В один из таких суматошных дней мы встретились на улице со старой маминой знакомой. Когда женщины обнимались, я впервые за то время увидел, как мать улыбается. Эта улыбка пленного, освобожденного неожиданно для него самого, заставила меня отшатнуться. Знакомая была очень высокой, толстой, и мне она не понравилась сразу. Чему радуется мама, я понять не мог.

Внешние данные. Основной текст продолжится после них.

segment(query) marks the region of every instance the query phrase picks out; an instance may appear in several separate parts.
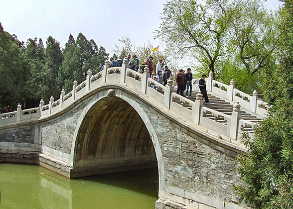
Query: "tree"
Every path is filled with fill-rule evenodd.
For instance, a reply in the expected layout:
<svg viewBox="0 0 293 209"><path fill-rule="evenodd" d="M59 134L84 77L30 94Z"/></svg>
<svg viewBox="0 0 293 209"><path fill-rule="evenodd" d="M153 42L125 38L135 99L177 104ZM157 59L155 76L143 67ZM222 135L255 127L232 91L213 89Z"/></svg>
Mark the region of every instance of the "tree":
<svg viewBox="0 0 293 209"><path fill-rule="evenodd" d="M64 89L65 92L71 90L74 80L78 83L84 81L89 70L93 74L99 72L109 56L103 46L98 49L93 40L88 41L81 33L76 41L71 34L69 35L63 51L64 59L58 80L60 89Z"/></svg>
<svg viewBox="0 0 293 209"><path fill-rule="evenodd" d="M131 39L128 36L123 37L121 39L118 39L118 41L123 45L122 48L120 48L119 46L115 44L116 49L113 50L115 53L119 55L119 58L123 59L129 54L132 55L134 53L134 51L132 49Z"/></svg>
<svg viewBox="0 0 293 209"><path fill-rule="evenodd" d="M293 1L284 2L280 67L265 92L273 107L255 128L255 138L245 137L249 150L247 156L239 157L244 184L236 189L256 209L293 208Z"/></svg>
<svg viewBox="0 0 293 209"><path fill-rule="evenodd" d="M0 23L0 105L16 108L29 93L28 65L22 50L23 43L4 31Z"/></svg>
<svg viewBox="0 0 293 209"><path fill-rule="evenodd" d="M43 92L40 90L46 89L44 85L46 85L44 73L45 65L45 48L41 39L37 42L37 38L28 39L26 42L24 50L28 61L29 79L28 85L29 91L29 98L26 102L27 107L33 107L38 105ZM47 95L48 96L48 95Z"/></svg>
<svg viewBox="0 0 293 209"><path fill-rule="evenodd" d="M156 38L168 50L191 56L199 65L199 74L211 71L217 79L222 70L229 72L235 65L252 76L274 63L275 19L264 9L264 0L197 1L175 0L165 4Z"/></svg>
<svg viewBox="0 0 293 209"><path fill-rule="evenodd" d="M41 84L39 91L44 101L48 103L51 96L55 99L60 96L61 91L58 85L57 76L63 56L60 43L52 36L48 37L46 44L45 63L41 70Z"/></svg>

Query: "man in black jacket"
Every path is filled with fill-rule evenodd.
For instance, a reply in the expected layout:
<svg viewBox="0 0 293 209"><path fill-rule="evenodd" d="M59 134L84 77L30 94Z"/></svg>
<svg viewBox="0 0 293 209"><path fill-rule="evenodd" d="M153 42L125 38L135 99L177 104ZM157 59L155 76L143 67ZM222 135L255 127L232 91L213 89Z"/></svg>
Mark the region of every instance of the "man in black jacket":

Толстуха, представившаяся мне «тетей Таней», немедленно потащила нас сдать вещи в камеру хранения, чтобы «не мотаться с ними по всему городу». Это еще сильнее укрепило мою неприязнь. Сумку я, после долгих уговоров, все-таки отдал, только маленького тигра, набитого круглым легким песком, мой потертый талисман с тех пор, как мы улетели в столицу, прижал к груди, и наотрез отказался с ним расстаться. Тетя Таня показывала какие-то памятники и здания, с поражающей меня легкостью была готова купить нам хоть сотню туристских сувениров, и остановились мы только после полудня, сбежав от жары в кафе.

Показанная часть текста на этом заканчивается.